South Asia is rapidly urbanizing. The cities of India alone are expected to swell by more than 200 million people in the next 15 years. Dhaka, the capital of neighbouring Bangladesh, is the world’s fastest growing megacity. As cities spread out, consuming more land and water, the communities around them experience many of the associated growing pains. Water scarcity particularly concerns residents of these peri-urban areas. Climate change compounds the problem as it  affects hydrology across the subcontinent, from rising sea levels in the Bay of Bengal, to melting Himalayan glaciers, and erratic monsoons.

Sustainable and equitable water distribution is especially challenging on the edges of cities. Neither urban nor rural, these communities often fall between the cracks of neighbouring jurisdictions and are caught between competing demands for resources from thirsty cities and traditional ways of life.

How urban growth takes place in a region that is home to 20% of the world’s population will tremendously affect millions of lives and the planet as a whole.

To better understand the growing threats to water security and help communities adapt, Canada’s International Development Research Centre supported the South Asia Water Consortium, made up of local research organizations.

The research

Beginning in July 2010, teams spent six months studying water security in four diverse sites in three countries, chosen to reflect South Asia’s wide range of social and environmental conditions: Khulna, Bangladesh; Kathmandu, Nepal; and Hyderabad and Gurgaon, India.

Climate change was found to affect water security the most in Khulna. Located near the Bay of Bengal, Bangladesh’s third largest city relies exclusively on groundwater, which is showing higher levels of salinification as sea levels rise. Unplanned growth and rapid industrial development around the city are polluting water sources and have led to an increase in water-borne diseases.

Demand for water is growing in peri-urban Kathmandu, leading some farmers to abandon agriculture and sell the groundwater under their farms to private companies. Runoff from unregulated sand mining is also harming agriculture. Together these unsustainable practices are lowering the water table and threaten food security. As demand for water outpaces supply, violent conflicts have erupted over competing water uses.

Farmers in Gurgaon, a booming satellite of India’s capital Delhi, are also selling the water under their land. Water tables are being further depleted as high-rise housing units sprout up on farmers’ fields, preventing the groundwater from being replenished. As agriculture becomes more marginal, landlords rent their lands to poorer farmers. Changing rainfall patterns, which caused severe flooding in Pakistan in 2010, are reducing harvests. Under sharecropping arrangements, however, tenant farmers must pay the same rent whether or not their crops fail.

Hyderabad in Southern India is famous for its series of artificial lakes, created as water reservoirs. “These were very effective systems for managing water flows,” says IDRC project leader Sara Ahmed. These lakes are now threatened by real estate developments, which have paved over some lakes and consume a disproportionate share of local water resources.

Expected impact

The preliminary research across four urban areas is providing a better understanding of peri-urban environments and how they function. Rather than a location, these places are defined by processes and changes, including land use patterns, the mixing of social groups, and competing uses for resources.

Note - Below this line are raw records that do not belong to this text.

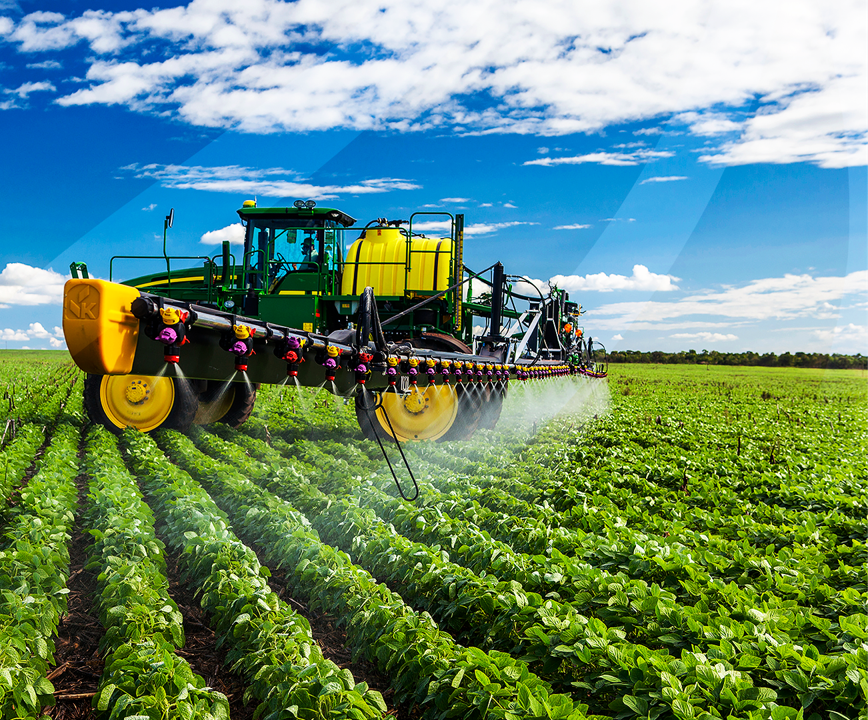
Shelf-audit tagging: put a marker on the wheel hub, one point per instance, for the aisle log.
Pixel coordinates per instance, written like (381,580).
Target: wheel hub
(137,392)
(415,402)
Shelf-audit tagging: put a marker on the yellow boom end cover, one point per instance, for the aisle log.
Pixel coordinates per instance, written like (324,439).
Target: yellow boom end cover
(99,327)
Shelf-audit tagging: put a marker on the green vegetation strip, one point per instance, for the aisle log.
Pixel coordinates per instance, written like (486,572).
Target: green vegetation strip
(143,676)
(428,667)
(269,643)
(34,566)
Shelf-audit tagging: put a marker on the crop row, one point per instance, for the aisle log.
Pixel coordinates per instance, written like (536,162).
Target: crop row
(746,632)
(34,565)
(270,644)
(428,668)
(142,676)
(561,644)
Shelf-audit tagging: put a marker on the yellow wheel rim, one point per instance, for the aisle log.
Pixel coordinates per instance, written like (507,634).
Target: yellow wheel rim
(420,414)
(139,401)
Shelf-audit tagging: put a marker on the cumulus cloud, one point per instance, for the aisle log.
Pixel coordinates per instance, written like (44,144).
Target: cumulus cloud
(780,298)
(22,284)
(849,335)
(233,233)
(641,279)
(663,178)
(14,335)
(569,67)
(36,331)
(605,158)
(706,336)
(269,182)
(444,226)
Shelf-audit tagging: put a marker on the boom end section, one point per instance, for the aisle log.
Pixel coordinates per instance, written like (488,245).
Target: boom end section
(99,326)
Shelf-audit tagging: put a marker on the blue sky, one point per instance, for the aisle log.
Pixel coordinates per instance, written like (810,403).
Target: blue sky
(697,176)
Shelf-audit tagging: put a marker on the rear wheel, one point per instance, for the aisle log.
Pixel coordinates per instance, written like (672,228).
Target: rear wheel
(229,403)
(439,412)
(144,402)
(492,405)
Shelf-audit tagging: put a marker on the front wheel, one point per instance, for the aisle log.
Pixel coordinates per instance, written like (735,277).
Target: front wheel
(143,402)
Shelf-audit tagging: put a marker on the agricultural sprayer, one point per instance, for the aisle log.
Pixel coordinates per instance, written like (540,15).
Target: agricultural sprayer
(425,347)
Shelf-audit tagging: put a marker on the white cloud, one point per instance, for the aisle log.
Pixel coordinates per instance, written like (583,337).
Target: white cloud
(569,67)
(44,65)
(706,336)
(15,335)
(258,181)
(781,298)
(663,178)
(22,284)
(641,279)
(709,123)
(233,233)
(605,158)
(24,90)
(443,226)
(36,330)
(850,335)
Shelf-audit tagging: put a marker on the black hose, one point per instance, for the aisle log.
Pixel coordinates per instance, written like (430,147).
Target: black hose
(369,326)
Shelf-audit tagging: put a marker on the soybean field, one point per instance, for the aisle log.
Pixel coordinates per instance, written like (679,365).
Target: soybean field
(673,542)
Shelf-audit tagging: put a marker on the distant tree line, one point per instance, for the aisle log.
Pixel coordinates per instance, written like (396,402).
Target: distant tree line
(713,357)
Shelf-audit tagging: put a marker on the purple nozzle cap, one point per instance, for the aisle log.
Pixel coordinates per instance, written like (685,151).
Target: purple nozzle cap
(167,336)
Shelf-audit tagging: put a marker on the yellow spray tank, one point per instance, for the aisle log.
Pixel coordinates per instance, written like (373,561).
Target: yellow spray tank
(379,259)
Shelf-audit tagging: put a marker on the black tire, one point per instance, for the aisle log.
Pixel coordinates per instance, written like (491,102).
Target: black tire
(242,405)
(470,407)
(179,417)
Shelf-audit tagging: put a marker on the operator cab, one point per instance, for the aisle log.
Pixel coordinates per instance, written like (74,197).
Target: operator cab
(292,250)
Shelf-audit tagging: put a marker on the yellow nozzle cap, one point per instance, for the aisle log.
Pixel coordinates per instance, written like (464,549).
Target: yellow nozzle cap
(170,316)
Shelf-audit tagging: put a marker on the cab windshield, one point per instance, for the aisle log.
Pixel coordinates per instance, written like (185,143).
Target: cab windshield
(274,247)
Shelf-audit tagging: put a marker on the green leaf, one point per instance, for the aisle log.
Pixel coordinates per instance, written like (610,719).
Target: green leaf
(105,696)
(636,704)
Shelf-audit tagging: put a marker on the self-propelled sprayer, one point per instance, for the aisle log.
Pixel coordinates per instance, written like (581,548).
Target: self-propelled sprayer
(425,347)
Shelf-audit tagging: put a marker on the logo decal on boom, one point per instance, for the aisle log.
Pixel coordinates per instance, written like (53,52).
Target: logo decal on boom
(83,303)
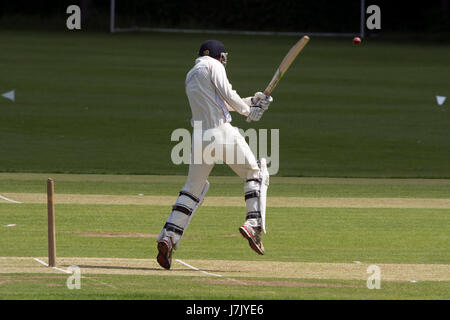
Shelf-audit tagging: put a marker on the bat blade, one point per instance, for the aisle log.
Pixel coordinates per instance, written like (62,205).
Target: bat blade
(285,64)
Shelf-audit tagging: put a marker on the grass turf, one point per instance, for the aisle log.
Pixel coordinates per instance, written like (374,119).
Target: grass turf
(101,103)
(314,235)
(97,287)
(225,186)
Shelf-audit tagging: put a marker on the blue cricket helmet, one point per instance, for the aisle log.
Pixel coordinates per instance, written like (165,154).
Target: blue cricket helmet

Researchers are also learning more about the unequal impact development and climate change have on different social groups. From uninsured tenant farmers in Gurgaon, to villagers cut off from lakes in Hyderabad, to women in Khulna who must travel further to collect clean water — gender, caste, and class inequality all contribute to  water insecurity.

The research teams are communicating with each other – and the world – through a website, blog, Facebook, and Flickr, as well as on a twitter feed.

Armed with their growing understanding of the social, economic, and environmental factors that contribute to water insecurity in each peri-urban area, the teams are now developing solutions that will engage marginalized groups, governments, and the private sector to work toward ensuring clean water for all.

Jonah Engle is a Montréal-based writer.